2007: 16. American Brutus

“Good Friday had never been a well-attended night at the theater, but on that evening the city of Washington was in a partying mood.”

American Brutus: John Wilkes Booth and the Lincoln Conspiracy, Michael W. Kauffman

Another book bought at a National Park, this time at Ford’s Theater. I must say that I am getting a big kick out of this new scheme of buying books at NPS stores. Not only does it feed right into my acquisitive instincts, but I am I reading a bunch of non-fiction, which is always a boon. This book is a well-written snapshot of the Lincoln assassination – a history of Booth, his conspiracy to assassinate Lincoln, and what happened after the job was done – his escape, the manhunt and trial. It is a fascinating story –we all know that Lincoln was shot, but I knew little about the actual assassination, beyond what Stephen Sondheim has told me (“Johnny Booth was a headstrong feller’/Even he believed the things he said/Some called him noble, some said yeller’/What he was was off his head.”).* Kauffman, who is “one of the foremost Lincoln assassination authorities,” posits pretty convincingly that Booth was a master conspirator, who wove a web of lies that was thick enough that no one but him really knew what was going on.
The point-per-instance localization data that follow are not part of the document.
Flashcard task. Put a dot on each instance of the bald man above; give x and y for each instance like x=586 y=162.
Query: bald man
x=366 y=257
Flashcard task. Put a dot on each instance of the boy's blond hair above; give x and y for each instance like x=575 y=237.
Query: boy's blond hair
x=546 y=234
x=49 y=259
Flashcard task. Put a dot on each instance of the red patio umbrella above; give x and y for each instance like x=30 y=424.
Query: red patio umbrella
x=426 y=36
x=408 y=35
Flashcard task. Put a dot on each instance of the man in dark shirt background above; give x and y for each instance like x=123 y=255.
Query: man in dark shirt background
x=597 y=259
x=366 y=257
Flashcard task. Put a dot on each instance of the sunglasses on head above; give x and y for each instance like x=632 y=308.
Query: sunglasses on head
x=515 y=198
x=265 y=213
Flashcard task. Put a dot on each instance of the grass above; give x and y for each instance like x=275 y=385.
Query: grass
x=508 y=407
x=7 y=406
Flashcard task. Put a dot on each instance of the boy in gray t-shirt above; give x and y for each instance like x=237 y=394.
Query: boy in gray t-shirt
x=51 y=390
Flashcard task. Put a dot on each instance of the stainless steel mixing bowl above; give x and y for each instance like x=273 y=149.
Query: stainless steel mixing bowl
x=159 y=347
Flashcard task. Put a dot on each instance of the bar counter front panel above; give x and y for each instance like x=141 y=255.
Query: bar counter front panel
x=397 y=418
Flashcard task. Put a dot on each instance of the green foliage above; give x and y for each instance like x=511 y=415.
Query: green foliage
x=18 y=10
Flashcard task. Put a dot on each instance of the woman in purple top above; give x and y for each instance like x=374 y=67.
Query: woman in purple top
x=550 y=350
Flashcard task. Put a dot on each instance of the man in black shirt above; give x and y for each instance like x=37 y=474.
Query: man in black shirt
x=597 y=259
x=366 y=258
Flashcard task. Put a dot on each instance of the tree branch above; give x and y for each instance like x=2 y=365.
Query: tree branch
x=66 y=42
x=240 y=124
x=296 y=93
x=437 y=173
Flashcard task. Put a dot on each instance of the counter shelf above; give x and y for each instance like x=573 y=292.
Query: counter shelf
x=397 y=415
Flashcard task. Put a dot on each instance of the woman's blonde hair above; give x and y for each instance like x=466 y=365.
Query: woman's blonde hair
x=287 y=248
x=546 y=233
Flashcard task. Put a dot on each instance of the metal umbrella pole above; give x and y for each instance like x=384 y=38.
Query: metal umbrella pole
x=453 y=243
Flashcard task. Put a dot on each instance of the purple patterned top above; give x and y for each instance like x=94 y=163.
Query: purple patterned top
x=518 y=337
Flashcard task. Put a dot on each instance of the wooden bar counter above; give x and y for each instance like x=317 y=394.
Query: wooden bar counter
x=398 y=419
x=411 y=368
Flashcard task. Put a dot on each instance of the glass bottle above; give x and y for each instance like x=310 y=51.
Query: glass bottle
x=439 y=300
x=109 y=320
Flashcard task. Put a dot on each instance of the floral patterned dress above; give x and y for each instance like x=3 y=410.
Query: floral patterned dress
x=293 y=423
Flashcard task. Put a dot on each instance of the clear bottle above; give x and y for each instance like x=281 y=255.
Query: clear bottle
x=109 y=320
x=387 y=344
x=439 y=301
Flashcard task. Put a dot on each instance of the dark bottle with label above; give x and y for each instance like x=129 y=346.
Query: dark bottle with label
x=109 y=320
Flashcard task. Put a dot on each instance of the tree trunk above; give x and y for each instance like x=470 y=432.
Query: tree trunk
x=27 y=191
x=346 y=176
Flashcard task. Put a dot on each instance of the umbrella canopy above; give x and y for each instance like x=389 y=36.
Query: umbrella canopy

A really enjoyable book – Kauffman is a good enough writer and historian that it is a shame that his area of expertise is so narrow – I’d like to read another book by him.
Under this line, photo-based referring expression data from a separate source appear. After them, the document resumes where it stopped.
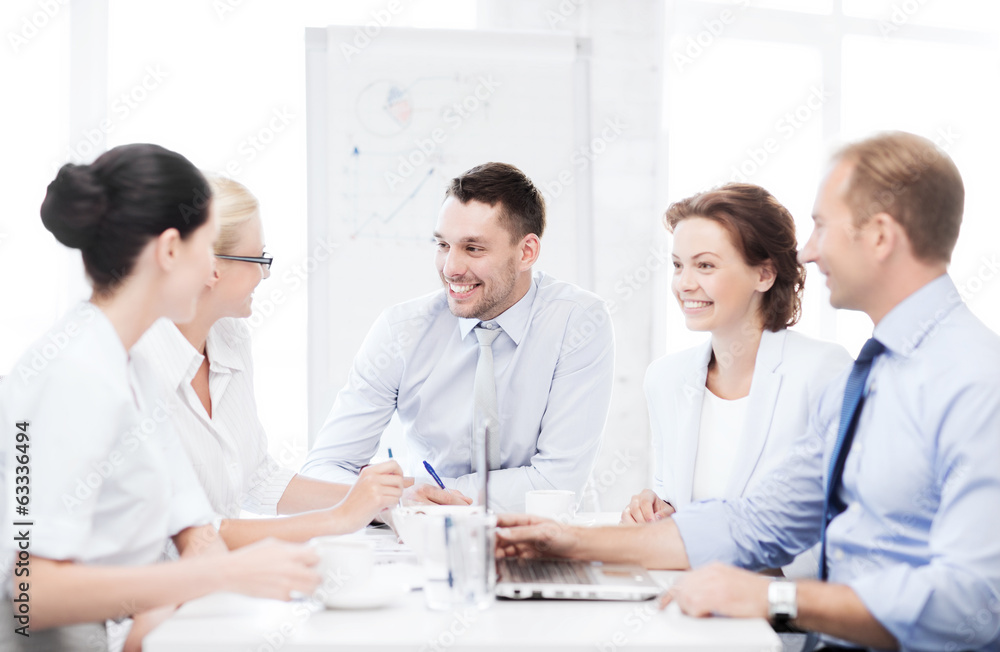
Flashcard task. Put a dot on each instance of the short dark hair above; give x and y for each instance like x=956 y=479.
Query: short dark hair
x=522 y=207
x=112 y=208
x=762 y=230
x=910 y=178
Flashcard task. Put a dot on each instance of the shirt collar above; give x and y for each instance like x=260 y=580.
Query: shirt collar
x=221 y=347
x=179 y=360
x=917 y=316
x=513 y=321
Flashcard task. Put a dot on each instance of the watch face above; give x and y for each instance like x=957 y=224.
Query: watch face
x=781 y=600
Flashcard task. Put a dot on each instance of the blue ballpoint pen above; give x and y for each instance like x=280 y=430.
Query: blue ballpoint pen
x=430 y=469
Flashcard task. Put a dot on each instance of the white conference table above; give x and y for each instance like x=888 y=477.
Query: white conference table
x=231 y=623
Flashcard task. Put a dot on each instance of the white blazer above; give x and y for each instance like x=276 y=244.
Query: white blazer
x=790 y=373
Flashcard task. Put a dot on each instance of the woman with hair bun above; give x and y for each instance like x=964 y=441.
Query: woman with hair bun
x=726 y=413
x=101 y=475
x=207 y=367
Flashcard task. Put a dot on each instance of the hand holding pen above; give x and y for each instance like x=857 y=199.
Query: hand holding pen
x=422 y=493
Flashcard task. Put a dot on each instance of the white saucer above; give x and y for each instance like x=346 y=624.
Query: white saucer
x=380 y=592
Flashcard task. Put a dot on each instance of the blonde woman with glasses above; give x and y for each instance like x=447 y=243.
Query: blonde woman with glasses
x=206 y=366
x=101 y=479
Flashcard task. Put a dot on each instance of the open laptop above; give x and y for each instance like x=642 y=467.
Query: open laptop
x=560 y=579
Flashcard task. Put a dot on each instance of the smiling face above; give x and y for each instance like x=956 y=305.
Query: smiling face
x=836 y=245
x=484 y=274
x=233 y=291
x=715 y=288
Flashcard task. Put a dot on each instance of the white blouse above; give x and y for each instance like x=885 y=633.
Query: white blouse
x=109 y=481
x=718 y=441
x=229 y=449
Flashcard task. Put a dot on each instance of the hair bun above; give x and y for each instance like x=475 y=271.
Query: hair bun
x=74 y=206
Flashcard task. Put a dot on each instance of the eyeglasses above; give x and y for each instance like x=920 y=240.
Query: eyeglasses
x=264 y=260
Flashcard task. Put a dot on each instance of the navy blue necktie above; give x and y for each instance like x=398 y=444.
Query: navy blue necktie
x=849 y=411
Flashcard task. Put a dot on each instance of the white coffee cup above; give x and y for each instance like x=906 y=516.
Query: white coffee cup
x=345 y=566
x=559 y=504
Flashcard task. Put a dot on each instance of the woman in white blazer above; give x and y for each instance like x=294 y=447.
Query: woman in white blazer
x=101 y=481
x=206 y=367
x=726 y=413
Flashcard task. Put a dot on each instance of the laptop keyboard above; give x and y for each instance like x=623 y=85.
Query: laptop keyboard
x=543 y=571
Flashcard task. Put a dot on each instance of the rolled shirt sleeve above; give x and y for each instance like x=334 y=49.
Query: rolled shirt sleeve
x=363 y=408
x=267 y=485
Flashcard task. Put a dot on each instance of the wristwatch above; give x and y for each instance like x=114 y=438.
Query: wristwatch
x=781 y=602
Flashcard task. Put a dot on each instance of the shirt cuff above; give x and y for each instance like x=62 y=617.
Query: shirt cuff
x=263 y=497
x=329 y=472
x=704 y=529
x=189 y=509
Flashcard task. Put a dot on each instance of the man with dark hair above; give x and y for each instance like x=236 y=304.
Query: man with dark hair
x=499 y=344
x=897 y=474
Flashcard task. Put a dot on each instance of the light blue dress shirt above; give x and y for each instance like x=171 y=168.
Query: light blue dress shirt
x=920 y=540
x=554 y=365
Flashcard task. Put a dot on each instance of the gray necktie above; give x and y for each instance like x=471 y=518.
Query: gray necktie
x=485 y=409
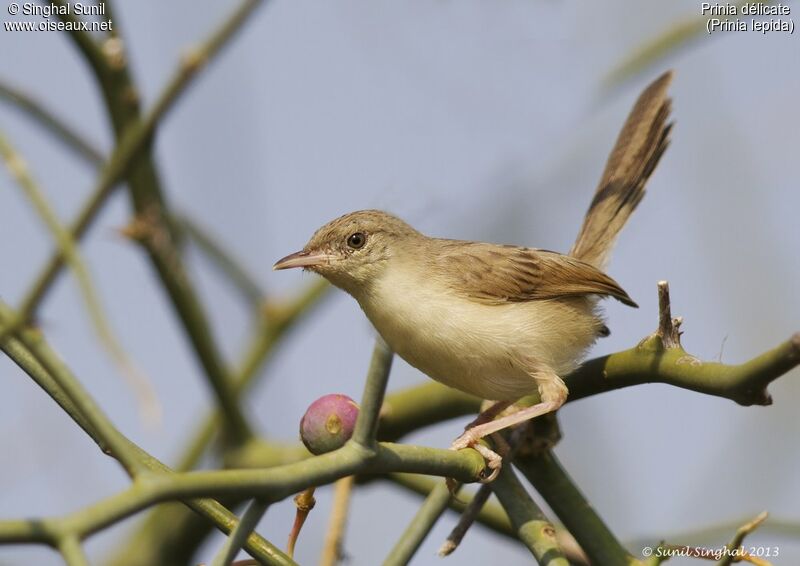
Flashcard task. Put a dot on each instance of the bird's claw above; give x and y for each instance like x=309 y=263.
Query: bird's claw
x=493 y=460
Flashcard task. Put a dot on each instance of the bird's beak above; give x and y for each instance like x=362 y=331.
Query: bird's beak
x=301 y=259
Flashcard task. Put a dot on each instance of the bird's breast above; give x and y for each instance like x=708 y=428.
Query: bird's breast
x=492 y=351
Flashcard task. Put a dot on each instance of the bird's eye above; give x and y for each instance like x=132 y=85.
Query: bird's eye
x=357 y=240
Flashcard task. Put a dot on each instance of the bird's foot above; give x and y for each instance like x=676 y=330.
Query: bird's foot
x=493 y=460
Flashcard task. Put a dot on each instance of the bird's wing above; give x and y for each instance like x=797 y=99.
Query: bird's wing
x=496 y=274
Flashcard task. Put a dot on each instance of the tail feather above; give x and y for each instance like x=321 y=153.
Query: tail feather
x=642 y=141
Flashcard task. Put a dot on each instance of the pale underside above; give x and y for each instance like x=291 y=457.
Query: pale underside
x=500 y=351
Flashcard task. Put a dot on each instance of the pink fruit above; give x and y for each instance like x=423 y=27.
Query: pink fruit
x=328 y=423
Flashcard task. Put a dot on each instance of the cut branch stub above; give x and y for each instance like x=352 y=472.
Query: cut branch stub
x=668 y=327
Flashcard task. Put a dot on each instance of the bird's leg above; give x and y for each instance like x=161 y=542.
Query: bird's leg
x=489 y=413
x=553 y=393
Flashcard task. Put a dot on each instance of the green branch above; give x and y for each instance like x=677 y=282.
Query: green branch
x=119 y=93
x=650 y=362
x=366 y=429
x=137 y=381
x=252 y=515
x=418 y=528
x=531 y=526
x=106 y=435
x=52 y=123
x=569 y=504
x=48 y=532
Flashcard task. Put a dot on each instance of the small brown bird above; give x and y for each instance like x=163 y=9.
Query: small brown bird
x=497 y=321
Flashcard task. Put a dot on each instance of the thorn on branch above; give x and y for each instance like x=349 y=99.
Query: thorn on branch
x=305 y=503
x=668 y=327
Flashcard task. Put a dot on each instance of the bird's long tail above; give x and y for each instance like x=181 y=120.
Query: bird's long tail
x=640 y=144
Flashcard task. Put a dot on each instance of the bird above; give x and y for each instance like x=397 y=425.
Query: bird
x=498 y=321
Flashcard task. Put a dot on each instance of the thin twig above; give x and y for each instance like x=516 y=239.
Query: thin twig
x=738 y=538
x=569 y=504
x=468 y=517
x=366 y=428
x=532 y=526
x=135 y=138
x=421 y=525
x=52 y=123
x=332 y=547
x=110 y=439
x=72 y=552
x=246 y=525
x=87 y=521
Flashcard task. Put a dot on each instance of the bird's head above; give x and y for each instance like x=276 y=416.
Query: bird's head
x=354 y=250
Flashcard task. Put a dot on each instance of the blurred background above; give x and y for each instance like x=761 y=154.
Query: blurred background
x=474 y=120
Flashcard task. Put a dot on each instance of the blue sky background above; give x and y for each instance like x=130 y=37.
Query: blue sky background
x=472 y=120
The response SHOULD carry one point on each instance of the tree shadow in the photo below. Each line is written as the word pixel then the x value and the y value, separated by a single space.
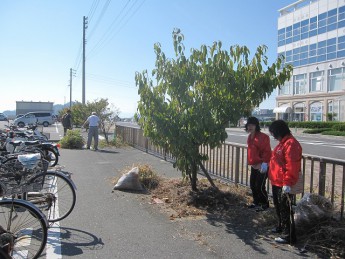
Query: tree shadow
pixel 74 241
pixel 229 210
pixel 107 151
Recommend for: People who are interested in American history; fans of Sonheim’s Assassins and Sarah Vowell’s Assassination Vacation; people who live in D.C. and enjoy realizing how close history is (like, after Booth shot Lincoln he ran down the alley, past what is now Cowgirl Creamery and headed out of town).

*I did know a lot about Lincoln’s funeral, thanks to my college thesis on mourning in the post-Civil War North.


Date/Place Completed: 02/05/07, D.C.